A man at times so tortured but with this perspective on nature so true blue.

Have a great trip.

Pam

Charles Gramlich said...

The play sounds fascinating. Those tantalizing gaps in records are always worth considering. My friend, David Lanoue, wrote a book based on a long gap in the haiku journals of the poet Cup of Tea.

Pol* said...

very cool

Anonymous said...

Ciao Jen, I'm glad that we both enjoyed such a wonderful evening at the theatre.We'll just have to do it more often.Love,Mom

dondon009 said...

I've not seen or heard of this play, but now you have my interest since I already love his art. Time for research!

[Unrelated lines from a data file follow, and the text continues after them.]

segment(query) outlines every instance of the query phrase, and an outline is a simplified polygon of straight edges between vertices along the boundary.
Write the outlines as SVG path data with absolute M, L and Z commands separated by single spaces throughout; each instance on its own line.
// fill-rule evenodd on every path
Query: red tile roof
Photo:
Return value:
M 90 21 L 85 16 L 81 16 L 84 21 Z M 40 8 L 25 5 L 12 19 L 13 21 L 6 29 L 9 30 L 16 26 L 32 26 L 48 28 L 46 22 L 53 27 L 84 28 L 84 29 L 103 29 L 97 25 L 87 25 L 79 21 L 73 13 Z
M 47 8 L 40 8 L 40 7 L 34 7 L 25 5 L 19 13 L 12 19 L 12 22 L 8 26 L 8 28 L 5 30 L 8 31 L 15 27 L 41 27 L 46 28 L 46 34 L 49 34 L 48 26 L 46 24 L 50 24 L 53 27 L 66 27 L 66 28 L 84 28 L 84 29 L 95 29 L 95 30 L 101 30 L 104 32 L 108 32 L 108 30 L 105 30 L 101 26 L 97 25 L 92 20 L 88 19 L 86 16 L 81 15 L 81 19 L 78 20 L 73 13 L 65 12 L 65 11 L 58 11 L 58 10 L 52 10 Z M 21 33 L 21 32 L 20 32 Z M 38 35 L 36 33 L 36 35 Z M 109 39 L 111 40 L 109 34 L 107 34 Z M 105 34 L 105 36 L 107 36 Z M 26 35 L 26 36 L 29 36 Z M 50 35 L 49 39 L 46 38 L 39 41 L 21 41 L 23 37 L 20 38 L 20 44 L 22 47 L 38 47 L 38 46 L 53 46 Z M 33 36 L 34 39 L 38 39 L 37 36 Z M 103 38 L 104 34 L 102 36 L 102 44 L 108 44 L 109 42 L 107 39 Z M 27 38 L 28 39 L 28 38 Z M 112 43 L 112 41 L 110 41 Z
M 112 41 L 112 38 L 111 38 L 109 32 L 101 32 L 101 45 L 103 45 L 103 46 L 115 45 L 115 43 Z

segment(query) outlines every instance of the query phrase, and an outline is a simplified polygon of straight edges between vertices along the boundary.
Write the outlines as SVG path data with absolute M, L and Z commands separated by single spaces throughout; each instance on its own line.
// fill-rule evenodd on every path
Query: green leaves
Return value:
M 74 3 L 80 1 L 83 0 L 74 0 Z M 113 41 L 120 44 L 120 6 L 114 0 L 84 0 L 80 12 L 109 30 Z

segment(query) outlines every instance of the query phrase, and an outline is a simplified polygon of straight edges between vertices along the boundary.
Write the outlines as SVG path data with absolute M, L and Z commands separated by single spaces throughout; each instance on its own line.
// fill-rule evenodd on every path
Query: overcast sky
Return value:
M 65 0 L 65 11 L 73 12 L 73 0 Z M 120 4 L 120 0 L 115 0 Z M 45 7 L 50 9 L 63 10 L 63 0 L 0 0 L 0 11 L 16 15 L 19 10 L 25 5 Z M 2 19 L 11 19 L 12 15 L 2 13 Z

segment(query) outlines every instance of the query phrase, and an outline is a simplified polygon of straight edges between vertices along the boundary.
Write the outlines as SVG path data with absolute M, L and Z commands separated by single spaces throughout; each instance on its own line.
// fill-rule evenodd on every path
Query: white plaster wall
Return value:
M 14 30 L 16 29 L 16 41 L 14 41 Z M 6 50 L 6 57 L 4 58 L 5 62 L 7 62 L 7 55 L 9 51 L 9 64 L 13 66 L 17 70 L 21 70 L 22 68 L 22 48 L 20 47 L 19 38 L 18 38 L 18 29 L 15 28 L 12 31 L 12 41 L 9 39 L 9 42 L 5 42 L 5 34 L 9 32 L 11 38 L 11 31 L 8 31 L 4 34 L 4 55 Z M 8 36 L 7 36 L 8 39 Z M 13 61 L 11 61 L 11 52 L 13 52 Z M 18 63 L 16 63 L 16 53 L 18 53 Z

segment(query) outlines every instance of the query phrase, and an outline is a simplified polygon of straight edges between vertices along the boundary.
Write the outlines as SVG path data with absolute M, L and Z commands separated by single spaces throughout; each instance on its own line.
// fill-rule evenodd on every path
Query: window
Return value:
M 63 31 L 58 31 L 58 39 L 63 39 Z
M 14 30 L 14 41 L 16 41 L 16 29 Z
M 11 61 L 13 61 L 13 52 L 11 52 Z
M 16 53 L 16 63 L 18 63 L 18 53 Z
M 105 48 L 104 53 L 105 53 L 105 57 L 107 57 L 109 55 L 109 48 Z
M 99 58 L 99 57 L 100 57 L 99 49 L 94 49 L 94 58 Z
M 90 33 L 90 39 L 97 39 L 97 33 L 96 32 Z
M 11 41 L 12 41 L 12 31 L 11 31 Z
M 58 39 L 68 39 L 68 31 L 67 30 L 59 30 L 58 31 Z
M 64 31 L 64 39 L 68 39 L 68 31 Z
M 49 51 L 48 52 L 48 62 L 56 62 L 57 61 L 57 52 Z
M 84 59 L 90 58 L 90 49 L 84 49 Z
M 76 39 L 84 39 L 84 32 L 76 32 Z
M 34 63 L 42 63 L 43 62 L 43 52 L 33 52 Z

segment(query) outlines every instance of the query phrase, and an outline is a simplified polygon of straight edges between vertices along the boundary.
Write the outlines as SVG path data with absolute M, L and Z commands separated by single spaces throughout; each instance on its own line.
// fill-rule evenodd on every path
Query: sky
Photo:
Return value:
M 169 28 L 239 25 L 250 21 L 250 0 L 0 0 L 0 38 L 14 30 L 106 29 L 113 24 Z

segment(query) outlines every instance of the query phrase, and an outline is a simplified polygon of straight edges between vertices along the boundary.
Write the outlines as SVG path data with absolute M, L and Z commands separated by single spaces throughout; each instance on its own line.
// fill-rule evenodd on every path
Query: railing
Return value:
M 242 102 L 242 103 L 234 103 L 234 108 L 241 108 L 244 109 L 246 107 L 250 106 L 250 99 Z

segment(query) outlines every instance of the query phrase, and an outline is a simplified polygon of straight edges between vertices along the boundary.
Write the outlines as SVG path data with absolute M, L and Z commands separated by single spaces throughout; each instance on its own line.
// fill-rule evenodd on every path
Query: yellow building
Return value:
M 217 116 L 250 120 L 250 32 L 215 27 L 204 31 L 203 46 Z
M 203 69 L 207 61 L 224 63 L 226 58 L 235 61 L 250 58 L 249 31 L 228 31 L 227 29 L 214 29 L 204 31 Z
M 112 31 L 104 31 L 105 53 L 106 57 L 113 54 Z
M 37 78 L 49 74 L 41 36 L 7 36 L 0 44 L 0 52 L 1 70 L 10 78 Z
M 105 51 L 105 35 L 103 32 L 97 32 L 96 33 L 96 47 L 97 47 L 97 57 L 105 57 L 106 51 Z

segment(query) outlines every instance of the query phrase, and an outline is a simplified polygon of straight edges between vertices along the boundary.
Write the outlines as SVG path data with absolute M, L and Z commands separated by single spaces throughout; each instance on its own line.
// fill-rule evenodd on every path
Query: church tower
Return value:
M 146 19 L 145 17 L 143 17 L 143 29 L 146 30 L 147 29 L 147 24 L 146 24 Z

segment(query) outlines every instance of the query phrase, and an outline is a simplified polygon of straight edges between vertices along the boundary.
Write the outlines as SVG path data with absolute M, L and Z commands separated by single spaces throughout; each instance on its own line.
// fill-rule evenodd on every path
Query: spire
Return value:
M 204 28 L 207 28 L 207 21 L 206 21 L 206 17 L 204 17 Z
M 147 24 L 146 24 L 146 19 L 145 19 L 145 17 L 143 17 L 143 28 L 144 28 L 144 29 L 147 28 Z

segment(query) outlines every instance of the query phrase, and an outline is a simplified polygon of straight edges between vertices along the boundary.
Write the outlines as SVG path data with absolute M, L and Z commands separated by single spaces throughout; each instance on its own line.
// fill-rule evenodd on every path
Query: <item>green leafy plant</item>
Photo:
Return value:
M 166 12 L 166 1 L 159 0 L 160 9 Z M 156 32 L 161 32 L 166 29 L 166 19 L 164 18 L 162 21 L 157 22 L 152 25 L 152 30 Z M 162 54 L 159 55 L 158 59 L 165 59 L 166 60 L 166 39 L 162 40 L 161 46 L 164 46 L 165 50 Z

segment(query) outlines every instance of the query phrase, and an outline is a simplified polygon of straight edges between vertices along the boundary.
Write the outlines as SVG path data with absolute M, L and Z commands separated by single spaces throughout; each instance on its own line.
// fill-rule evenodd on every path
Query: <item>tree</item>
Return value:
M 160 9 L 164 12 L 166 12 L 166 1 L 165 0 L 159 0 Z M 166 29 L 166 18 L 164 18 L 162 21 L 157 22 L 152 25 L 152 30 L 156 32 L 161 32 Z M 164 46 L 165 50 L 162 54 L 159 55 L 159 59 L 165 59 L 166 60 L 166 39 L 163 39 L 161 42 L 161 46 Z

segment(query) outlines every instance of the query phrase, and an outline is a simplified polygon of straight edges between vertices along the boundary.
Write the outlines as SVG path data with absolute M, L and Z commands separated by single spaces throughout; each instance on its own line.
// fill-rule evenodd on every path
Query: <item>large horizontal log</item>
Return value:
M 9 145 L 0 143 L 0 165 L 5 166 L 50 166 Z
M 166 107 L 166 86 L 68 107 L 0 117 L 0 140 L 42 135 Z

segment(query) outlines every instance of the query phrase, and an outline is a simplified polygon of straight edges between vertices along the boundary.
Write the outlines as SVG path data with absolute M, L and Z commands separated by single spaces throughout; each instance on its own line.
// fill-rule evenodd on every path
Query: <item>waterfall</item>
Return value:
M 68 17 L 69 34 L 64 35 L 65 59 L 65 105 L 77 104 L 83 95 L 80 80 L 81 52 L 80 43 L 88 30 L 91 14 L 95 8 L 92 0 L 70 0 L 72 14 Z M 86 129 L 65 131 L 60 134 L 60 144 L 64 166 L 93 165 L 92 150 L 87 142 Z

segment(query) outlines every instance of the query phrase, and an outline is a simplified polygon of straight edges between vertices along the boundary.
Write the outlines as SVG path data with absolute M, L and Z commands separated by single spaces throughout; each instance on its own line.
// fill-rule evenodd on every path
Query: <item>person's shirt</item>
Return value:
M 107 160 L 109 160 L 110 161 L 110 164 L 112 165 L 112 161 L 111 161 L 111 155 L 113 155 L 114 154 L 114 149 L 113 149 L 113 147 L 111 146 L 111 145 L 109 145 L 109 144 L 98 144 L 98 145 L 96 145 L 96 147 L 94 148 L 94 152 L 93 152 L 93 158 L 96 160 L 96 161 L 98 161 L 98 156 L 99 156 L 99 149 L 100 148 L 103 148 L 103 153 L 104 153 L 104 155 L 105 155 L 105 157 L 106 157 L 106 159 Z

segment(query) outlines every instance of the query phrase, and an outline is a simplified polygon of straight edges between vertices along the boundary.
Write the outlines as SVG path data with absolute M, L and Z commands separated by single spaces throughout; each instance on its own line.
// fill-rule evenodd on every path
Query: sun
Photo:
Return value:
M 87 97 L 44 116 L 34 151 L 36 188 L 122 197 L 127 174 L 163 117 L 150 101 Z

I have a brilliant spider weaving a web directly outside of my patio. Brilliant because said web is being woven from cactus to cactus..... which means, try to remove the web and get bloody pierced by the needles on the cacti. I'm simply going to enjoy it!

My folks live in New Brunswick, Canada where they recently had a foot of snow.... and here my roses are in bloom. Life is good.....

DON~

Jocelyn said...

How wonderfully this post is written--and so thoughtful. I've been an Van Gogh fan for 34 years, at least (and I'm only, ahem, 40). But you make me want to know more. Your excitement is infectious, Spidergirl!

Josie said...

Spider, what a fabulous post. I love Van Gogh. I think he had one of the most interesting lives of all the painters. I love that Theo Van Gogh's wife was named Johanna and after Theo died Johanna published the letters between Theo and Vincent. She also promoted Vincent's art.

I have been to the The Musee D'Orsay in Paris as well and it was wonderful. I remember rounding the corner and seeing the painting of his bedroom.

It must have been a wonderful play.

Josie

Marie Nadine said...

I would love to see that play...I just finished taking an entire art history course on Van Gogh...he actually only sold one painting during his life time, to the sister of Belgian artist, Eugene Boch. I think her name was Anna.
I was recently in NYC and saw his 'starry night' at the MOMA...after learning about his spiritual beliefs, his works become even more interesting. If you're a Van Gogh fan, you should definitely check out Gauguin!